University Hospital of Old Age Psychiatry and Psychotherapy, University of Bern, Bern, Switzerland.

Published: January 2021

Background/objectives: The diagnostic process in a university memory clinic is based largely on cognitive testing. However, input from informants, acquired through interview or questionnaires, may significantly impact diagnosis. We sought to evaluate whether informant questionnaires for basic and instrumental activities of daily living, or for identifying progressive cognitive decline would improve diagnostic predictability of neurodegenerative disorders compared with either the Consortium to Establish a Registry for Alzheimer's Disease (CERAD) neuropsychological test battery or the Mini-Mental State Examination score alone.

Design: Retrospective data analysis using logit models.

Setting: University hospital outpatient memory clinic.

Participants: A total of 394 patients with dementia, mild cognitive impairment (MCI), depression, or subjective cognitive impairment were assessed.

Measurements: Bristol Activities of Daily Living Scale, Functional Activities Questionnaire, Informant Questionnaire on Cognitive Decline in the Elderly, and the Physical Self-Maintenance Scale questionnaires were obtained.
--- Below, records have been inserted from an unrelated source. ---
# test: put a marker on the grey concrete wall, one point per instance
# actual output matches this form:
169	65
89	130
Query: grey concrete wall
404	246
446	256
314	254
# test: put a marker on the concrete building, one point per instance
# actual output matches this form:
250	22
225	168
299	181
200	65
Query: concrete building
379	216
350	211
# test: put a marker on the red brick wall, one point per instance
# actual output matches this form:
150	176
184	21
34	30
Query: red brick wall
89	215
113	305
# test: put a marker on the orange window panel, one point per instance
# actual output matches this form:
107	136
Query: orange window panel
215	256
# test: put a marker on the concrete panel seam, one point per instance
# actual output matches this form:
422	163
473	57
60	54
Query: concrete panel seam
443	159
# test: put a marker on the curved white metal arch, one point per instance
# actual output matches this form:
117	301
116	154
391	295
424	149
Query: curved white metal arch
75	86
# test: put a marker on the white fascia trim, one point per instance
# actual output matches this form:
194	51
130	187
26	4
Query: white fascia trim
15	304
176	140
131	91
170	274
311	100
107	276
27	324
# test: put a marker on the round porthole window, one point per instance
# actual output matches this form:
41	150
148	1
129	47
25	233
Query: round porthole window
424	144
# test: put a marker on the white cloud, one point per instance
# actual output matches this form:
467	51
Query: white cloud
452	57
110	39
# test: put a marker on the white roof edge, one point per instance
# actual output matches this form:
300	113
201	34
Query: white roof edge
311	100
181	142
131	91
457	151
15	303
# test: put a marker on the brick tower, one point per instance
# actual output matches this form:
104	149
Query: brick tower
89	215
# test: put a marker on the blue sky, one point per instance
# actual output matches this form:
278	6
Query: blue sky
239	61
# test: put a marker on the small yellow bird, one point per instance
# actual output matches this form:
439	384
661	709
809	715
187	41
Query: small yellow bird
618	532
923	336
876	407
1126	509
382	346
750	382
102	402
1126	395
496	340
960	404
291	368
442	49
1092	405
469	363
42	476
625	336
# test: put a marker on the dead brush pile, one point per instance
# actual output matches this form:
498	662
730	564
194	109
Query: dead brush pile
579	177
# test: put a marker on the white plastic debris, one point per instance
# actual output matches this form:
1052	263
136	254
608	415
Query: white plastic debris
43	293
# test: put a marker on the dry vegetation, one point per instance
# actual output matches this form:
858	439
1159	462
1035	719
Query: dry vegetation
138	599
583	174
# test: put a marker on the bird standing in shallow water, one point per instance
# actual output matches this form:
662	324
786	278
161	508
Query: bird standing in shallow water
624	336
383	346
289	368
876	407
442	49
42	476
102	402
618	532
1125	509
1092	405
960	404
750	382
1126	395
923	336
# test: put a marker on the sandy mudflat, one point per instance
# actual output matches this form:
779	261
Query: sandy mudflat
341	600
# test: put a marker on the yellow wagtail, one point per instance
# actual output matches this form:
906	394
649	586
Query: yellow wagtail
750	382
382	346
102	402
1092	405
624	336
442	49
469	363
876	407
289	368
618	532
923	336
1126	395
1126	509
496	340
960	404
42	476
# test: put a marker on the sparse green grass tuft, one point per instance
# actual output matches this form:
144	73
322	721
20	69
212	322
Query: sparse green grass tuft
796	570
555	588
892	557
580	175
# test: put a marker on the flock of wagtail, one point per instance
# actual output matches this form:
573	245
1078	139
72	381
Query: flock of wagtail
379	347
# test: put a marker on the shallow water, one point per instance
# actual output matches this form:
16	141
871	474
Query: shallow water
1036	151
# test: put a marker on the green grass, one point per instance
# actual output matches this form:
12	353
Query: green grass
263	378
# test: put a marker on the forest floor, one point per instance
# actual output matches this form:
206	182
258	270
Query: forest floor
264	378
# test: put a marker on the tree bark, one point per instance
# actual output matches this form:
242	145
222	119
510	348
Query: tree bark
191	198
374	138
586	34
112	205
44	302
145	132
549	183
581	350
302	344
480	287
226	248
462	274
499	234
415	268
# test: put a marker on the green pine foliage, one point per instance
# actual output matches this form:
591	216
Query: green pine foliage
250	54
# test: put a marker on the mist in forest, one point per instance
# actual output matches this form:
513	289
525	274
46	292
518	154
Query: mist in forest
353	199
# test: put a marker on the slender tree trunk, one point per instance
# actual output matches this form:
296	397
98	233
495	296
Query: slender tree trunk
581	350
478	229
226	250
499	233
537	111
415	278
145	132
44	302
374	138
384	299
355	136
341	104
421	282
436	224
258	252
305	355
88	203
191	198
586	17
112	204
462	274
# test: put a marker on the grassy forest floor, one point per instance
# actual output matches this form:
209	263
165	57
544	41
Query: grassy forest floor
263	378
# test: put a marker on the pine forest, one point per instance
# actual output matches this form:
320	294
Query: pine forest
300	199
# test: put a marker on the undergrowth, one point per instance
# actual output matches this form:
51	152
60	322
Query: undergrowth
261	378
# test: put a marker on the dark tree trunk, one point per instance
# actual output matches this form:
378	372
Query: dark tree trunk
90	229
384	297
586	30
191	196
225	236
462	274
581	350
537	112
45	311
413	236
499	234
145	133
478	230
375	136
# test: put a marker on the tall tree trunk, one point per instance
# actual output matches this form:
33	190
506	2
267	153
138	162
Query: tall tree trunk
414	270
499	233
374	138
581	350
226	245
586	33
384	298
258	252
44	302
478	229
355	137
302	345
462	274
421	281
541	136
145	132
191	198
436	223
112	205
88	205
Analyses through logit models were performed to predict outcome diagnoses, based on cognitive scores alone or in combination with one or more informant questionnaires.
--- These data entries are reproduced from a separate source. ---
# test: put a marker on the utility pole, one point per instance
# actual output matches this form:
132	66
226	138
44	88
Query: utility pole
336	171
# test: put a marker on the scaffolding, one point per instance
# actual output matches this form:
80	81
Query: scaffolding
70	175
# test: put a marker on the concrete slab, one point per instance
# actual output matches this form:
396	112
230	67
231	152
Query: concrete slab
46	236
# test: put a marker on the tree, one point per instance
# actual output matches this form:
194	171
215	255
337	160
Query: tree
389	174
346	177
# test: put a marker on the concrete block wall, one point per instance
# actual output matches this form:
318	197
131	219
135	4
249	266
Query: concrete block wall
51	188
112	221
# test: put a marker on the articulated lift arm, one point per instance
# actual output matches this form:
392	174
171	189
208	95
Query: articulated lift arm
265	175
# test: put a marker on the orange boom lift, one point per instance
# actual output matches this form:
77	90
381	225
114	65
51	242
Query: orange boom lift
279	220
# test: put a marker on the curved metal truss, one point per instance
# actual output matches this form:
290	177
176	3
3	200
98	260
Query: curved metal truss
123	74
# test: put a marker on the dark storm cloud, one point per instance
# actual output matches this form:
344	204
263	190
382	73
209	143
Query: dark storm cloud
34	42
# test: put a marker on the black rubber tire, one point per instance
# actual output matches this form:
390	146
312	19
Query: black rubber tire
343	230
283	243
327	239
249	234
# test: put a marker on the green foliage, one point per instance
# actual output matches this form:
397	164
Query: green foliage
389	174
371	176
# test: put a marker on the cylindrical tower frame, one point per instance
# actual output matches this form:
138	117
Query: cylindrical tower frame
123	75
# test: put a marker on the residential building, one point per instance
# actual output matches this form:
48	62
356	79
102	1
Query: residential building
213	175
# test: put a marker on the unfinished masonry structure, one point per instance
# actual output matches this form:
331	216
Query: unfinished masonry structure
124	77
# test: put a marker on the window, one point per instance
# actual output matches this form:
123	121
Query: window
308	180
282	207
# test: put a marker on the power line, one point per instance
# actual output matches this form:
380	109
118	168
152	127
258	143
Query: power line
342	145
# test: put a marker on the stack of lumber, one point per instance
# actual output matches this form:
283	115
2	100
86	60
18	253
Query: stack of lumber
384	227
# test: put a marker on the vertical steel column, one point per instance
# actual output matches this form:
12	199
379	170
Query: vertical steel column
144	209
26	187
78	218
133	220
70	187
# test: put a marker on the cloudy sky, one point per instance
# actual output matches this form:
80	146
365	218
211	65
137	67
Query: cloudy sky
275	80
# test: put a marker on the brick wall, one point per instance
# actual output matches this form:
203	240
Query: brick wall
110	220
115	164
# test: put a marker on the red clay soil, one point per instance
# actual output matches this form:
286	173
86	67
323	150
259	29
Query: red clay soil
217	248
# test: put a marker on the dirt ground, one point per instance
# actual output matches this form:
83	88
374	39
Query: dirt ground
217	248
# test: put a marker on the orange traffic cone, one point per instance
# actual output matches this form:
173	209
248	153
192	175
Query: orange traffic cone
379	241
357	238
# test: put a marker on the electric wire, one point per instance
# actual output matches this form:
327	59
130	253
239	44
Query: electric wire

Results: The four questionnaires were highly correlated (.31-.86). The addition of informant questionnaires improved diagnostic predictability between differential diagnoses of MCI and dementia, or dementia and depression. However, the misprediction rate was reduced by up to 6 percentage points only. Adding more than one questionnaire or all CERAD subtests instead of their sum score never improved prediction in regularized logit models to a clinically relevant extent.

Conclusion: Although questionnaires contribute to a statistically better prediction of the outcome diagnosis, for some sets of differential diagnoses, the benefit may not be clinically pertinent when routine semistructured informant interviews are used by trained personnel. However, standardized assessment, particularly when patients are seen longitudinally, should not be underestimated.